Ancora Contrada, ancora tormenti!


In foto: Bruno Contrada, ex poliziotto con alte cariche dirigenziali, associato a legami tra stato e mafia, nel contesto dei fatti che portarono alla strage di via D’Amelio


Ancora non si conoscono le motivazioni con cui la Cassazione ha reso ineseguibile e priva di effetti penali la sentenza di condanna per concorso esterno a Bruno Contrada, adeguandosi in tal modo alla sentenza della Corte Edu del 14 aprile 2015 sul ricorso Contrada vs. Italia, che giornalisti, politici ed anche studiosi, hanno voluto subito incensare la figura dell’ex agente dei servizi segreti, come se la Corte Edu prima e la Cassazione dopo lo avessero assolto.

Fare passar questo messaggio errato, vuol dire o non conoscere l’iter processuale interno ed europeo di Contrada o, peggio ancora, essere in mala fede.

In assenza del deposito delle motivazioni, occorre essere molto prudenti, poiché non conosciamo quale è stato l’iter logico-giuridico seguito dalla Suprema Corte né in che misura e con quali ulteriori effetti, anche extra partes, la sentenza della Corte Edu è stata resa esecutiva.

Nell’attesa di ciò, possiamo solo ripercorrere l’iter processuale di Contrada innanzi alla Corte Edu e i successivi sviluppi in Italia.

Partiamo, allora, da un dato certo: la sentenza Contrada vs. Italia della Corte EDU del 2015 ha statuito che il concorso esterno in associazione mafiosa è “frutto di una complessa evoluzione giurisprudenziale posteriore all’epoca dei fatti”, e ha espresso “il pacifico riconoscimento delle parti del concorso esterno in associazione mafiosa quale figura criminosa di origine giurisprudenziale“.

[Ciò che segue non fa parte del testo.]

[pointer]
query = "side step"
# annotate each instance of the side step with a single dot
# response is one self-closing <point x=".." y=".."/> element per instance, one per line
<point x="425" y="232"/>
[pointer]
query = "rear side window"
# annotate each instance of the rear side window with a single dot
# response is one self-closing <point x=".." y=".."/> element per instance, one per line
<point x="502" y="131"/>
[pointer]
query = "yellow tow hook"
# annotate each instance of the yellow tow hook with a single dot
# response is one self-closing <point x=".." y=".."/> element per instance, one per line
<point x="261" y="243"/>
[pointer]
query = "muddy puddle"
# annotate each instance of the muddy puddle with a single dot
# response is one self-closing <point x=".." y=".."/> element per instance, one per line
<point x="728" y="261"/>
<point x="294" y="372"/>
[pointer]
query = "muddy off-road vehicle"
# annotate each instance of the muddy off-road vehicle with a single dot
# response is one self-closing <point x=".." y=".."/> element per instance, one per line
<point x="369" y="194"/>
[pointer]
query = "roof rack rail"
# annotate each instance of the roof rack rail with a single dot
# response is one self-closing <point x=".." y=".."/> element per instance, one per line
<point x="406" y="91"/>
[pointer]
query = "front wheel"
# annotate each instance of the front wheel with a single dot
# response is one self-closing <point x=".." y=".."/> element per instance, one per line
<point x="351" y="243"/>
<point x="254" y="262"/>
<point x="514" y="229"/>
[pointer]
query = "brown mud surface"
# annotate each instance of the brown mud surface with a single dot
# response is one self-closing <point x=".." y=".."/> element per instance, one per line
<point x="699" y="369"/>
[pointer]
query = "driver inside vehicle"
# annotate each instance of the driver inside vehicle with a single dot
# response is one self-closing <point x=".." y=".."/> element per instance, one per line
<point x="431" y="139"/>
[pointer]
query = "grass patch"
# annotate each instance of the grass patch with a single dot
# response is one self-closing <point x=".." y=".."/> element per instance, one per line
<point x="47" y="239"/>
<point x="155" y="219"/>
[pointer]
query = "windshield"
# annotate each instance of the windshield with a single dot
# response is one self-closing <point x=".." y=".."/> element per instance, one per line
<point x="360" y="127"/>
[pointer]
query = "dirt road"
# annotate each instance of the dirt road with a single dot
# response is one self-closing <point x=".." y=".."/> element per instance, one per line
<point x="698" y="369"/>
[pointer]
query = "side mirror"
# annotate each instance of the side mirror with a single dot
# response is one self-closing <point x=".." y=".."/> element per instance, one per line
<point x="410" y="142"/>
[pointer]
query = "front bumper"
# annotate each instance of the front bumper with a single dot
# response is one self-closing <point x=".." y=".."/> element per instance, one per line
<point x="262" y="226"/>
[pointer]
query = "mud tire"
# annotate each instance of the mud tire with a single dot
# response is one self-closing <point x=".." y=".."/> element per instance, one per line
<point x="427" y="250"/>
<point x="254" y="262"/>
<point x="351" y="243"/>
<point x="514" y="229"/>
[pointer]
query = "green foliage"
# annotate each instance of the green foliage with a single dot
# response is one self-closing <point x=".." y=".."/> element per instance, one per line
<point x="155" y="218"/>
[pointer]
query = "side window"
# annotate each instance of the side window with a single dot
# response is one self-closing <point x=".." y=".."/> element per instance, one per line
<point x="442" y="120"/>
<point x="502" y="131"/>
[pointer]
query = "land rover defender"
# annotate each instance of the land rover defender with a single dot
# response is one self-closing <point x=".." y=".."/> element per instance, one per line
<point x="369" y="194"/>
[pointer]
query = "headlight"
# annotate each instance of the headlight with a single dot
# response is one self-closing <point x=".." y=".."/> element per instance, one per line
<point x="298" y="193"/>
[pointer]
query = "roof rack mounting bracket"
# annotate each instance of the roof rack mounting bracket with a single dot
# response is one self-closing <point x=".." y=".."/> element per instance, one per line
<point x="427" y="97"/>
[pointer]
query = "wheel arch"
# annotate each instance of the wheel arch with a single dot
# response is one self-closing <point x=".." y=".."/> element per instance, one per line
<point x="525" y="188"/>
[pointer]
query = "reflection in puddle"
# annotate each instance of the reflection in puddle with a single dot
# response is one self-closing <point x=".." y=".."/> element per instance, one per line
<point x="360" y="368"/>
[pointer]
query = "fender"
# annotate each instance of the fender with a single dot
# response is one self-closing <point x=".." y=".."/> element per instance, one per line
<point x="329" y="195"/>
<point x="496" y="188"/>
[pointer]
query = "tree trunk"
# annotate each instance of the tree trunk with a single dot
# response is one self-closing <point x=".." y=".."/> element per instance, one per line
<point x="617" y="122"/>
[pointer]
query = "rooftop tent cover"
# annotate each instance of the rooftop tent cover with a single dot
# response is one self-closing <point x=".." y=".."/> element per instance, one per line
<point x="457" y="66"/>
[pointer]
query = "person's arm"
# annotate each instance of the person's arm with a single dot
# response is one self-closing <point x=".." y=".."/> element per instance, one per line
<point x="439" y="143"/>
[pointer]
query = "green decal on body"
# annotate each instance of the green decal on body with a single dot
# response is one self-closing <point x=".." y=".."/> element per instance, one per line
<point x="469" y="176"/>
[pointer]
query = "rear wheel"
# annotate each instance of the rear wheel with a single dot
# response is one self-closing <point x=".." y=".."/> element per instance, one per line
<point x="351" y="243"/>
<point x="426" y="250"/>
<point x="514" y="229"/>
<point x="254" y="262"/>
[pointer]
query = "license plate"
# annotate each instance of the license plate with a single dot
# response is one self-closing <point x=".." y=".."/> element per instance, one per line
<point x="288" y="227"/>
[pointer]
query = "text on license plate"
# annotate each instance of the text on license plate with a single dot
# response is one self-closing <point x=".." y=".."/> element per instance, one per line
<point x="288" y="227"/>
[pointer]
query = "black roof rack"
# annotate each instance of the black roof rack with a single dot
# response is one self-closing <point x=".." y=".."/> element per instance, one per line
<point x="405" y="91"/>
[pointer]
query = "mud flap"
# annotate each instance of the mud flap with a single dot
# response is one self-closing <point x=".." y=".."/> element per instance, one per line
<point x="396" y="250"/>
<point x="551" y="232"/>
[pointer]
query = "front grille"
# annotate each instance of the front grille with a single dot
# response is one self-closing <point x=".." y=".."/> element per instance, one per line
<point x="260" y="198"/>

Nel caso di specie, dunque, senza entrare nel merito della condotta delittuosa posta in essere ed accertata con sentenza definitiva di condanna, i giudici di Strasburgo hanno ritenuto che Bruno Contrada, l’ex agente dei servizi segreti accusato di concorso esterno in associazione mafiosa, non doveva essere condannato, perché all’epoca delle condotte addebitate il reato non era sufficientemente chiaro e di conseguenza, hanno affermato che sussiste violazione dell’art.7 CEDU ( nullum crimen sine lege e nulla poena sine lege) e del principio di irretroattività della legge penale nell’ipotesi di condanna per concorso esterno in associazione di tipo mafioso in relazione a fatti commessi dal 1978 al 1988: in tale epoca, infatti, vi era contrasto giurisprudenziale sulla configurabilità del reato de quo, superato solo con la decisione delle Sezioni Unite 5 ottobre 1994, n. 16/1995, meglio nota come sentenza Demitry ( Cass., S.U., 5/10/1994, n. 16,, in Foro it., 1995, II, 422.), che ne ha affermato la possibilità giuridica, specificandone i caratteri e rendendo dunque prevedibili le conseguenze.

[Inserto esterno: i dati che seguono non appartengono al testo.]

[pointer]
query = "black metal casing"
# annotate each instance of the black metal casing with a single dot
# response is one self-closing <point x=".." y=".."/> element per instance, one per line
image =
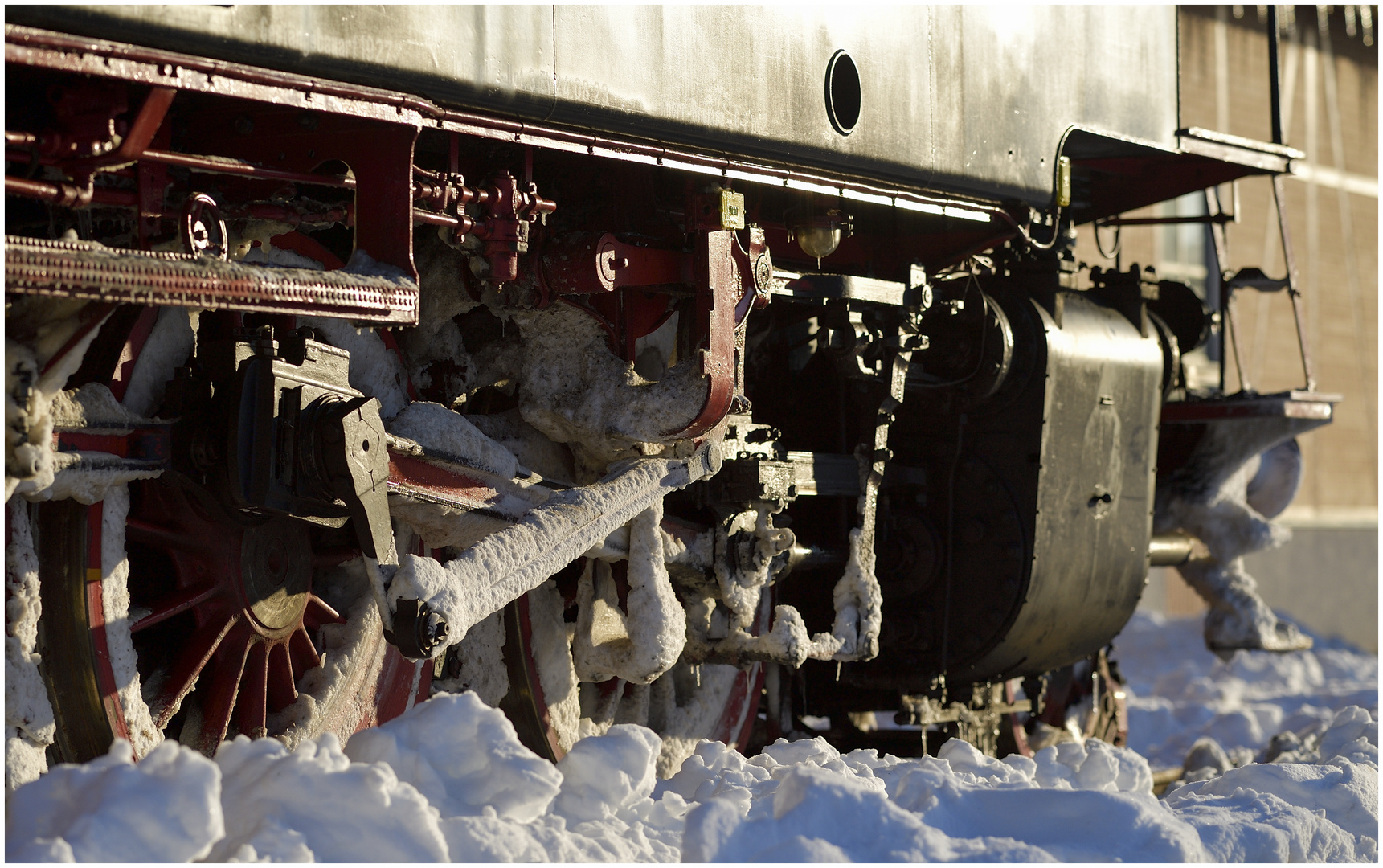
<point x="1051" y="491"/>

Come si può facilmente notare, dunque, la Corte Europea non ha né dichiarato inesistente il concorso esterno in associazione mafiosa né soprattutto che Contrada non lo abbia commesso. E questo è un dato indubbiamente rilevante!

La Corte, invece, nel richiamarsi al suo consolidato orientamento giurispudenziale, sintetizzato nella nota sentenza Del Rio Prada c. Spagna, ripropone ed esalta il cd. principio della prevedibilità della condotta illecita quale corollario imprescindibile del principio di legalità e riassumibile, in buona sostanza, nel fatto che nessuno può essere punito se al momento in cui ha commesso il fatto non esisteva una norma incriminatrice chiara e conoscibili in tutti i suoi elementi.

Il punto dolente e criticabile di questa sentenza, a mio avviso, sta appunto nell’avere qualificato il concorso esterno in associazione mafiosa come un reato di matrice giurisprudenziale.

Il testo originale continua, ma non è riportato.